Duyu Bütünleme Değerlendirme Testi

 

  • Dispraksi
  • Elle şekil verme algısı ve becerisi
  • Dokunma cevabı
  • Bölgesel dokunma ayrımı
  • El ve parmakları tanıma
  • Çizim ve inşa becerisi
  • Grafik ve çizim algısı
  • Postüral algı (beceri)
  • Duruş (vücut) algısı
  • Görsel ve uzaysal oryantasyon
  • Şekil zemin algılama
  • Oturma ve kalkma dengesi
  • Şekil kopyalama
  • Bilateral motor koordinasyon
  • Komut becerisi
  • Denge testleri (ayakta denge, oturma dengesi ve hareketli zeminde denge testi)
  • Harekette doğruluk ve tamlık
  • Sıralama ve seri aktivite yapma becerisi
  • Oral (ağız) becerisi
  • İşitme becerisi ve konuşma becerisi
  • Çevresel faktörler
  • Duyusal ve motor davranış testleri

Duyu Bütünleme Terapisi

Duyusal Bütünleme Terapisi yapılırken gelişim sırası takip edilmektedir. Çocukların gelişimleri yavaş veya hızlı olabilir. Ancak sıralama hepsinde aynı olmaktadır. Gelişim sırasında duyu bütünleme problemleri ileri karşılaşan çocukların ilerleyen yıllarda hayatlarında akademik, sosyal, emosyonel ve günlük yaşam fonksiyonlarında bozukluk görülmektedir.

Duyu bütünlüğü tedavisi, duyu bilgilerinin tamamının bütünleştirilmesine odaklanır. Tedavide organize etme, planlama, fiziksel çevreyle ilişki kurma gibi sorunlar ve istemli hareketlerin yapılmasındaki bozukluklar düzeltilir.
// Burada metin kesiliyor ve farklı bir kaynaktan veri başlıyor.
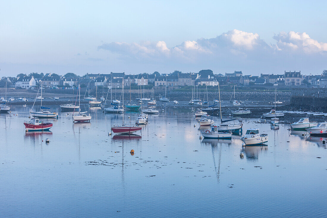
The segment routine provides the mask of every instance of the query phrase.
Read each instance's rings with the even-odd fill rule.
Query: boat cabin
[[[246,131],[246,135],[255,135],[256,134],[259,134],[259,129],[249,129]]]

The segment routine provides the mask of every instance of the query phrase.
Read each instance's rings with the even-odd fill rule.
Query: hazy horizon
[[[1,76],[206,69],[317,74],[327,68],[324,1],[2,4]]]

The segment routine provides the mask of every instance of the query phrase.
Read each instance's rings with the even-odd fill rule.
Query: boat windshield
[[[246,134],[249,134],[251,135],[254,135],[256,134],[259,134],[259,131],[258,130],[252,130],[250,129],[248,129],[246,131]]]

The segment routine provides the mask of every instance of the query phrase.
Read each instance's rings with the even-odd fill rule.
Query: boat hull
[[[50,113],[43,113],[42,112],[30,112],[31,115],[33,117],[37,117],[39,118],[58,118],[58,114],[54,112]]]
[[[231,133],[213,132],[210,130],[201,131],[201,134],[205,138],[231,138]]]
[[[52,124],[51,123],[47,123],[38,125],[24,123],[24,125],[25,126],[25,129],[29,132],[48,130],[50,128],[52,127]]]
[[[268,136],[259,137],[248,138],[242,137],[241,140],[247,146],[257,146],[263,145],[268,142]]]
[[[130,134],[142,129],[138,126],[117,126],[111,128],[111,131],[117,134]]]
[[[308,128],[317,126],[318,123],[309,123],[292,124],[291,124],[291,127],[294,130],[304,130]]]

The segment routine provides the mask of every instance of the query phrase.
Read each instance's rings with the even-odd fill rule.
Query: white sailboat
[[[78,90],[77,91],[78,94],[78,107],[80,106],[80,87],[78,85]],[[87,111],[85,112],[80,112],[80,109],[78,109],[78,113],[77,115],[74,115],[74,112],[73,113],[73,119],[74,122],[85,122],[87,121],[90,122],[90,120],[92,118],[92,117],[89,114],[88,115],[86,115],[86,113],[87,113]]]
[[[0,104],[0,113],[5,113],[10,110],[11,106],[7,105],[7,82],[6,82],[6,96],[4,99],[5,103]]]
[[[33,117],[37,117],[39,118],[58,118],[58,113],[56,112],[51,112],[49,111],[43,111],[43,109],[51,109],[51,108],[48,107],[42,107],[42,100],[43,99],[42,97],[42,82],[41,82],[41,84],[40,85],[40,87],[39,88],[39,91],[38,91],[38,94],[39,93],[39,91],[40,89],[41,89],[41,111],[39,112],[33,112],[32,111],[32,109],[33,109],[33,107],[34,106],[34,104],[35,103],[35,101],[36,100],[36,98],[35,98],[35,100],[34,100],[34,103],[33,104],[33,106],[32,106],[32,108],[31,108],[31,110],[29,111],[29,113],[31,114],[31,115]]]
[[[219,88],[219,83],[218,83],[218,90],[219,92],[219,108],[220,112],[220,119],[221,118],[221,108],[220,101],[220,92]],[[211,130],[202,130],[201,131],[201,135],[204,138],[231,138],[232,131],[222,131],[218,129],[218,127],[214,125],[211,125]]]
[[[89,88],[89,92],[88,93],[88,97],[85,97],[86,95],[86,92],[87,92],[87,88]],[[78,88],[79,89],[80,88],[80,87]],[[79,91],[80,91],[80,90]],[[96,100],[96,99],[94,98],[93,96],[91,96],[90,95],[90,82],[87,84],[87,86],[86,87],[86,90],[85,91],[85,94],[84,94],[84,98],[83,98],[84,99],[89,99],[90,100]]]
[[[97,85],[95,85],[95,100],[89,101],[89,103],[90,104],[91,107],[96,107],[97,106],[98,106],[101,103],[101,102],[102,102],[102,101],[96,100],[96,99],[97,98]]]

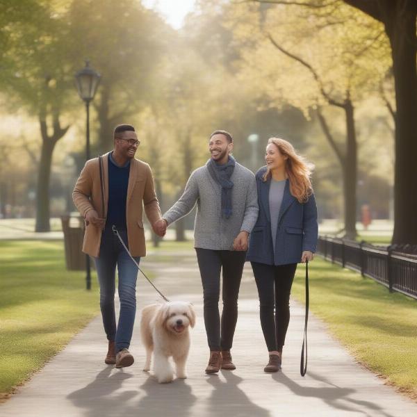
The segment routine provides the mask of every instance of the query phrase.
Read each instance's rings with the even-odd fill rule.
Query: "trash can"
[[[79,216],[77,218],[79,225],[75,227],[70,226],[71,219],[71,216],[68,215],[61,216],[67,269],[76,271],[85,270],[85,254],[81,250],[84,238],[84,219]]]

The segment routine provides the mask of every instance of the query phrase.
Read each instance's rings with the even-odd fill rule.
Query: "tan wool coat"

Duyu Bütünleme yaklaşımı, öğrenme güçlüğüne olan diğer yaklaşımlardan farklıdır. Standart beceri çalıştırmaz ve beynin motor, algılama, planlama kapasitesinin arttırılmasını hedefler.

Terapiye Yüzeysel Bakış

  • Duyu Bütünleme Terapisi, “çocuğun gelişiminin temel prensibi organizasyondur” prensibini esas alarak hareket etmektedir.
  • Duyusal deneyimlerin tamamı, çocuğun eksiklikleri dikkate alınarak tedavi programı oluşturulur.
  • Çocuğun gelişimi esnasında duyu tecrübeleri arttıkça, beyin de zamanla duyu deneyimleri planlamaya başlar.
  • Duyu deneyimlerinin koordinesinde beynin gelişme ve değişme kapasitesi kullanılır.
  • Etkinlik ve aktivite yapmak için gerekli olan uyarı miktarı; etkinliğin uygulanma zorunluluğu ve uyumlu cevapların ortaya çıkışını etkiler.
  • Duyuların organizasyonu ile çocuk, kendini kontrol etmesi gerektiğini öğrenir.
  • Duyu bütünleme tedavisinde terapi uygulanırken; Dikkat- Hafıza- Muhakeme- Öğrenme sıraları izlenmektedir.
  • Terapi, çocuğa uygun olacak şekilde düzenlemesi yapılmış ortamda, çocuğun ihtiyacına uygun olacak şekilde duyu alabilmesine ve adaptif cevap oluşturmasına uygun olacak şekilde gerçekleştirilir.
  • Terapi esnasında çocuğun kendini yönetebilmesi için duyu bütünleme uzmanı (fizyoterapist), gerekli yönlendirmeleri gerçekleştirir. Duyusal Bütünleme Tedavisi, çocuklarda akademik beceri, motor becerisi, davranış ve öğrenme kapasitesini arttırmaya yardımcı olacaktır. Bunların dışında ev programları oluşturmak ve uygulamak da oldukça önemlidir. İhtiyaç durumuna göre eğer gerekli ise çocuğun saati düzenlenebilmektedir. Terapiler günlük yaşama dahil edilir.